A deeply Catholic country, Poland has long been a fraught place for LGBTQ people. But in 2015, when President Andrzej Duda was elected, anti-LGBTQ sentiments increased amid hate campaigns that made queer people a national boogeyman. In 2019, nearly 100 local councils in Poland declared themselves “LGBT-free zones,” places where authorities claimed there was not “LGBT ideology.” (Three councils have since repealed that decision.)

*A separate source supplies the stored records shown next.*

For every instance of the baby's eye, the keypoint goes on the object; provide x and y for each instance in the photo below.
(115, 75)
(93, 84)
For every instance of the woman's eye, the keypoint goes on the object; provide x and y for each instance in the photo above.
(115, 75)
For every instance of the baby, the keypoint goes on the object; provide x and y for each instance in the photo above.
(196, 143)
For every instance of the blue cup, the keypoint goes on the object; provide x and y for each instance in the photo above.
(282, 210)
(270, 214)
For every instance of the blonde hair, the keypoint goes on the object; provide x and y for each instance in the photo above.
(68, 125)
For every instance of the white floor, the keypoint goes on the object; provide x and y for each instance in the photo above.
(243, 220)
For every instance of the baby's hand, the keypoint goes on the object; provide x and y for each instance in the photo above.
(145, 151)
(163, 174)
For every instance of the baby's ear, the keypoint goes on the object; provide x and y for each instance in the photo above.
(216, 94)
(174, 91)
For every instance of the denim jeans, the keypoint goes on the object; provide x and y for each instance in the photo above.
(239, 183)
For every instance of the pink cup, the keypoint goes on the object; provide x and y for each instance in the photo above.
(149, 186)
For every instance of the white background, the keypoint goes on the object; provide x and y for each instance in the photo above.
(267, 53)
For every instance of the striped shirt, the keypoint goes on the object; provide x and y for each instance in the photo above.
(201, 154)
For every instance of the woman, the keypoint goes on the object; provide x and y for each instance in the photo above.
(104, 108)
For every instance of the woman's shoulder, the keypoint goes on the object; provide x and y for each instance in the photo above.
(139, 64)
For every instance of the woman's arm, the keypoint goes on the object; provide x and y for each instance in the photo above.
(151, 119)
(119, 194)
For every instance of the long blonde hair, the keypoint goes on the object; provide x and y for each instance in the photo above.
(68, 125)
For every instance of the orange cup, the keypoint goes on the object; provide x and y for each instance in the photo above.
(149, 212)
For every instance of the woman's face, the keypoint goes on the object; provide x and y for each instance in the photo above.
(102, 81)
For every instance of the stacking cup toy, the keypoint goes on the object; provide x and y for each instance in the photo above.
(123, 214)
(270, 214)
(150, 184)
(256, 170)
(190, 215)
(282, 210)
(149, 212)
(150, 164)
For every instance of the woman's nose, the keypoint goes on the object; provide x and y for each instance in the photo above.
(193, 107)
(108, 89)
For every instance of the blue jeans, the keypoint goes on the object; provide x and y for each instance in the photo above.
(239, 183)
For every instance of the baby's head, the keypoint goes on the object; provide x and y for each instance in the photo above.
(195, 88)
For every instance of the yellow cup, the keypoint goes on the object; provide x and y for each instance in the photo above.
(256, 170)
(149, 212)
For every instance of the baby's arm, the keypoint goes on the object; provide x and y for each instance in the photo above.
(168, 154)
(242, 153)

But Lambda Warszawa, established in 1997, has been an asylum for Polish LGBTQ people — a place where those in crisis or being targeted for their gender or sexuality could find support and resources. Now, as Ukrainian refugees fleeing Russian attacks in their home country pour over the Polish border, Lambda Warszawa has expanded their scope. In addition to supporting the Polish LGBTQ community, the organization is helping LGBTQ Ukrainians as they flee to a country hostile to their rights, offering safe haven, counseling, and overarching support.
As I stepped into Lambda’s office for the first time, I saw posters that marked the connection between Polish and Ukrainian LGBTQ identity. I wondered how the past seven years of mounting anti-LGBTQ rhetoric and laws had affected this office and the people that work here. Even before the war, the union between the LGBTQ community in Ukraine and Poland was strong. There were flags and posters pinned to the walls commemorating that relationship, that had been put there long before Russia started its full-scale invasion of Ukraine.